То были двѣ дочери графа Гедрингема; мужчины я не знаю.

Право, это слишкомъ неприлично въ такихъ обстоятельствахъ, прибавила одна изъ дамъ, съ презрѣніемъ поглядывая на пару, которая прелестно облетала комнату и вдругъ остановилась прямо передо мной: дама чуть не задохлась отъ усталости. Читатель можетъ вообразить, что я почувствовалъ, узнавши въ вальсерахъ капитана Эльверли и госпожу Сентъ-Эльнъ. Боясь попасться ей на глаза, я ускользнулъ въ сторону, но еще слышалъ, какъ одна изъ прекрасныхъ пересудницъ заговорила съ ней какъ нельзя ласковѣй и осыпала ее комплиментами насчетъ прелести вальса. Я продолжалъ наблюдать за ней въ недальнемъ разстояніи. Она была чудесно одѣта, и нарядъ былъ отъ нея еще чудеснѣе. Въ этой залѣ не видалъ я другой красавицы, какъ она; товарищъ ея былъ въ полномъ мундирѣ: лучшая пара изо всѣхъ присутствовавшихъ! Черезъ нѣсколько минутъ бесѣды съ кузинами, которыя такъ нѣжно ее любили, она дозволила своему кавалеру опять ввести ее въ вальсъ. Я не утерпѣлъ, чтобъ не слѣдовать за ея движеніями съ чувствомъ негодованія и скорби, и рѣшился дать ей себя замѣтить. Для этого я выступалъ впередъ изъ круга зрителей. Вальсировали пять или шесть паръ, и та, которую я такъ пристально наблюдалъ, снова остановилась передо мною; кавалеръ счелъ нужнымъ извиниться, что едва меня не задѣлъ. Эмма это услышала и обернулась взглянуть, передъ кѣмъ онъ извиняется. Узнавъ меня, она вспыхнула. Товарищъ ея замѣтилъ это и посмотрѣлъ на меня съ изумленіемъ, но свысока, какъ будто для того, чтобъ я не смѣлъ заговорить съ нею. Но меня не могла остановить такая бездѣлица.

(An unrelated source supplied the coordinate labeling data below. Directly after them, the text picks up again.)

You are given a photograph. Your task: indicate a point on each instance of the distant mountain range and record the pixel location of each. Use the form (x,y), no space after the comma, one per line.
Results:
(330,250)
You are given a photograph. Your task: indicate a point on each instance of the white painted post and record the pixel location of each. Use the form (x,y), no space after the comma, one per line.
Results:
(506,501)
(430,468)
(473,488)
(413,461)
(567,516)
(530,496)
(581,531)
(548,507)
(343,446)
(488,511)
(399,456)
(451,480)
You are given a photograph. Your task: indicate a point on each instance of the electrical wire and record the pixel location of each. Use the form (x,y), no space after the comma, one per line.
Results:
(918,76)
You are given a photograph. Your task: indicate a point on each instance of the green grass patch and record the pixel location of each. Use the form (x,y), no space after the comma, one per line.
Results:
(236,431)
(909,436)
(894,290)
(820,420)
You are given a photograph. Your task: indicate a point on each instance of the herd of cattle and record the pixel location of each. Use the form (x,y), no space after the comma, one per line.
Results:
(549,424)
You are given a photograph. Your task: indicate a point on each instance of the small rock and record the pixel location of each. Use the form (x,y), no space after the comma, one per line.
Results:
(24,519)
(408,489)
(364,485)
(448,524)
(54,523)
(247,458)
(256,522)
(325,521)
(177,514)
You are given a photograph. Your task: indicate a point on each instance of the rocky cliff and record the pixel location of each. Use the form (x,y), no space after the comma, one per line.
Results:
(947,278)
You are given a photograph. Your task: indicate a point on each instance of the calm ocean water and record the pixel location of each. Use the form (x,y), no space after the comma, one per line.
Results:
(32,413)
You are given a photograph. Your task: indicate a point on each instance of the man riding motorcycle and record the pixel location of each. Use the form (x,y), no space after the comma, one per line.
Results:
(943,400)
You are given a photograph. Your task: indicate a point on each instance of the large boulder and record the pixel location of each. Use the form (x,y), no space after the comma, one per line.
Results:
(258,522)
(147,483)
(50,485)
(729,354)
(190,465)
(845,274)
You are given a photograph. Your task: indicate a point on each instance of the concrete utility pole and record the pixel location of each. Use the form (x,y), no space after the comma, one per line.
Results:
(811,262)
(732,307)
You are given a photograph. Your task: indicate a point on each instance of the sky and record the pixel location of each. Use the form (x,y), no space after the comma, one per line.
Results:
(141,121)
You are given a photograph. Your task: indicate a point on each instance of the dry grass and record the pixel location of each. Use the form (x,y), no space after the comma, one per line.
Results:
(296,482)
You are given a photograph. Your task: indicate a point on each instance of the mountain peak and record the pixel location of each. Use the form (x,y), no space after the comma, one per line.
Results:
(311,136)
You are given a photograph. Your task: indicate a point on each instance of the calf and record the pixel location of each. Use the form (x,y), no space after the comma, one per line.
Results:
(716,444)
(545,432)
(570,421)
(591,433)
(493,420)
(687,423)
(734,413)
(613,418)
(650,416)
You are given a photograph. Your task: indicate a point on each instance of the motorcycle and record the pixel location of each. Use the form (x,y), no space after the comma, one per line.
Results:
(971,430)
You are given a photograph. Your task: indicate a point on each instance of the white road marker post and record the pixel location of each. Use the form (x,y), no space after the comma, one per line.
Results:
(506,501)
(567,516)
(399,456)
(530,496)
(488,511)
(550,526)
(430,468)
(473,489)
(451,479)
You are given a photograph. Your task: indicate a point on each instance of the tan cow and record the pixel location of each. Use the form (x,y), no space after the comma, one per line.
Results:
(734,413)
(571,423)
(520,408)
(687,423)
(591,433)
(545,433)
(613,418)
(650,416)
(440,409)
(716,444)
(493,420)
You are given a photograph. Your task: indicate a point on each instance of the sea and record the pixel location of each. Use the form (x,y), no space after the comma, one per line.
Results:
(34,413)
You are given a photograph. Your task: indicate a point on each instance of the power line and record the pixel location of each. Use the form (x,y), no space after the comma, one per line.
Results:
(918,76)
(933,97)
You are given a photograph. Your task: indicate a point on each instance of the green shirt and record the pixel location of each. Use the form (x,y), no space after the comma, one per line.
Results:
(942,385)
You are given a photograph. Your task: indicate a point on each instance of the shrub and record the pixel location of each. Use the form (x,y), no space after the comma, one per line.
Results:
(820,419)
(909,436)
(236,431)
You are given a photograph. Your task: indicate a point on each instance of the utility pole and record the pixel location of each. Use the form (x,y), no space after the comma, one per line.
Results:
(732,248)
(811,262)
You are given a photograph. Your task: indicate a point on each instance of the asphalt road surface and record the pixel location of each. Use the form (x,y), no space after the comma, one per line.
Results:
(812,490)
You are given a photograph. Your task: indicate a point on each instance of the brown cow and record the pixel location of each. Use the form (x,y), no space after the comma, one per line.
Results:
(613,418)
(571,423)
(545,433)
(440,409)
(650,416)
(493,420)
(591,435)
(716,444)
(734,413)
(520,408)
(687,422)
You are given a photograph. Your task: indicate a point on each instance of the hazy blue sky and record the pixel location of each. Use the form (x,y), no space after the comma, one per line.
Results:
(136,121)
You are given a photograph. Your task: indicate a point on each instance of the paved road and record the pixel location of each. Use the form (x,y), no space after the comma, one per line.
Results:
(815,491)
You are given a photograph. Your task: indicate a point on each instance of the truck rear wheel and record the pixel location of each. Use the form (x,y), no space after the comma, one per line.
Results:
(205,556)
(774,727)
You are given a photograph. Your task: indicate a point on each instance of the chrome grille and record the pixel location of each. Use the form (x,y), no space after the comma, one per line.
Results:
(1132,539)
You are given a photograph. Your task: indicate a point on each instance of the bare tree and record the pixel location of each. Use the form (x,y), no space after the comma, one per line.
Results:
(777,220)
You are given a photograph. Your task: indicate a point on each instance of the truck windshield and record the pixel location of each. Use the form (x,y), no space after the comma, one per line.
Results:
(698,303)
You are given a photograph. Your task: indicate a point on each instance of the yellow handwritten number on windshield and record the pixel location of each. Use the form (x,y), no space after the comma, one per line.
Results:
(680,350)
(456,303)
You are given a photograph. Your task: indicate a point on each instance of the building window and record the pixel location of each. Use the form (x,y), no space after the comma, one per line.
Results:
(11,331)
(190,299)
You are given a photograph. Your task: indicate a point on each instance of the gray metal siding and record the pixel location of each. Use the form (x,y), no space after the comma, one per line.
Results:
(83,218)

— Ваше здоровье, докторъ? произнесла запинаясь госпожа Сеить-Эльнъ и подала мнѣ дрожащую руку.

— Давно ли писалъ полковникъ? Спросилъ я тотчасъ, несмотря на оскорбительный видъ нетерпѣнія, принятый капитаномъ Эльверли.

— Какъ же, тому нѣсколько мѣсяцевъ нѣтъ, недѣль съ шесть. Онъ здоровъ, слава Богу.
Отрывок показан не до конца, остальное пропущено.